Menuju Zero Traffic Jam

Semenjak di negeri ini terjadi urbanisasi, semenjak itulah berlangsung tradisi mudik. Perhelatan akbar migrasi temporer jelang hari raya yang dilakukan dari kota besar menuju kampung halaman pada pendatang. Perhelatan yang menciptakan arus yang dinamai arus mudik itu kemudian selalu ditutup dengan berlangsungnya arus balik.

Jumlah pemudik dari tahun ke tahun terus meningkat. Tercatat di tahun 2013 jumlah pemudik 16,7 juta jiwa, sedangkan tahun ini diprediksi sejumlah 19 juta jiwa. Tahun ini meningkat 900 ribu jiwa dibanding tahun kemarin. Walaupun sebetulnya geliat urbanisasi ter-rem secara alami oleh makin minimnya ketersediaan lapangan kerja di kota-kota besar pada kurun waktu tahun-tahun terakhir ini.

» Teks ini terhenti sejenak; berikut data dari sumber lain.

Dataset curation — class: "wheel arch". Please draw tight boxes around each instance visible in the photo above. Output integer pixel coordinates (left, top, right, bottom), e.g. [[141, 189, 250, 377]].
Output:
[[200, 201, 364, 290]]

Mudik identik dengan macet. Ya. Sebab kaum urban yang biasanya sukses di rantau ingin memanfaatkan momen libur hari raya untuk bertemu sanak keluarga di kampung halaman. Pengguna kendaraan pribadi untuk mudik tercatat meningkat tahun ini, tentu bukan sebab mereka yang memiliki kendaraan pribadi ingin show off kepada warga di kampung, tapi memang karena jumlah sarana transportasi umum yang terbatas baik bus, kereta maupun pesawat. Terlebih untuk menyesuaikan dengan standar kenyamanan yang para pemudik inginkan, jumlah tiket yang tersedia sangat terbatas.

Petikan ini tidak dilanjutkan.